Bei der Gewerbereform hatte die Regierung die Latte zunächst sehr hoch gelegt, sich dann aber wie jede seriöse Politik zu den Mühen der Ebene begeben müssen – also den Fragen der praktischen Umsetzung. Ein Friseur wird nicht unbedingt eine Meisterprüfung benötigen, da kann man sicher abspecken.

Schlimmer als eine missglückte Frisur wären aber etwa finanzielle Schäden, wie sie beispielsweise beim Vermitteln einer Lebensversicherung entstehen können, wenn die Ausbildungs- und Haftungsregeln für Versicherungmakler wegliberalisiert würden. Man kann bei der Gewerbeordnung sicher noch einiges erleichtern, muss aber auf drei Werte aufpassen. Den Schutz der Konsumenten. Die Qualität der Lehrausbildung, für die Österreich international bekannt ist, und die Kollektivverträge, die mit der Gewerbeberechtigung verknüpft sind. Der Standort Österreich wäre viel schlechter, wenn sich die Unternehmen wechselseitig beim Lohn dumpen könnten.

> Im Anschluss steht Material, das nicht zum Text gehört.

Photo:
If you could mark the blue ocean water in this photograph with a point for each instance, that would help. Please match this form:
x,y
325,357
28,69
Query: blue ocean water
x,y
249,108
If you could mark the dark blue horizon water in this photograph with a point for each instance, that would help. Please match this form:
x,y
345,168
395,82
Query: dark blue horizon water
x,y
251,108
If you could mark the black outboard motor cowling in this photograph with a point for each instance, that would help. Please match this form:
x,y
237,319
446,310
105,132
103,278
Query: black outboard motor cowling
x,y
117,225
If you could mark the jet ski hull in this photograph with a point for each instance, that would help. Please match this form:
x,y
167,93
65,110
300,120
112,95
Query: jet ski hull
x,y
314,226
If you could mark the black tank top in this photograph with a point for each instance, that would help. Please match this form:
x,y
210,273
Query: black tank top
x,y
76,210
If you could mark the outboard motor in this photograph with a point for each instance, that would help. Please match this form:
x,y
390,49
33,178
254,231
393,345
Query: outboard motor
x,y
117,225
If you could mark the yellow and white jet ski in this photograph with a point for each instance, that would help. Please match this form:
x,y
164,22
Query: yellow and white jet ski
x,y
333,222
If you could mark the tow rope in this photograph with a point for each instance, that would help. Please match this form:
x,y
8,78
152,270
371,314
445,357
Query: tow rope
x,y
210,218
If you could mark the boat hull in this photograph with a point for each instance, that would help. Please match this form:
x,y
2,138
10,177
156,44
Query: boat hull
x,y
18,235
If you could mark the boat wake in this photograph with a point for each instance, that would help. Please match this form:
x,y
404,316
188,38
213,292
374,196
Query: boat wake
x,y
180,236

Stichwort Regierung. Ihre Bilanz über den New Deal?

Ich glaube, es war sehr gut, mit dieser Ansage Schwung und eine bessere Stimmung hineinzubringen. Wichtig fände ich, das, was bisher gelungen ist, überzeugend darzustellen. Zu sagen, schaut, was wir alles zusammengebracht haben. Die Regierung ist zum Beispiel bei der Gewerbeordnung in die Marketingfalle gegangen. Wenn Ankündigungen zu hohe Erwartungen wecken, kann auch ein achtbares, gutes Ergebnis Enttäuschung auslösen.

Wo war die Regierung erfolgreich?

Wirklich toll finde ich das Schulautonomie-Paket von Hammerschmid und Mahrer. Oder die 750 Millionen Euro für die Ganztagsschule. Sowie die Investitionsstimulierungen für Gemeinden und KMUs und die Wiedereinführung der Stipendien für Fachkräfte.

Zur Person: Christoph Klein

Der Jurist startete seine Karriere als Assistent am Institut für Römisches Recht an der Uni Salzburg. Nach einem Forschungsprojekt des Europarates in Stockholm und dem Gerichtsjahr begann der zweifache Vater 1987 als Referent in der Wiener Arbeiterkammer, ab 2003 Bereichsleiter für Soziales. Von 2009 bis 2013 Vize-Generaldirektor des Hauptverbandes der Sozialversicherungsträger, dann wieder Rückkehr in die AK. Seit 1. Juli 2016 als Direktor der Wiener AK Nachfolger von Werner Muhm. Klein ist mit der auf Arbeitsrecht spezialisierten Anwältin Sieglinde Gahleitner verheiratet, Richterin am Verfassungsgerichtshof.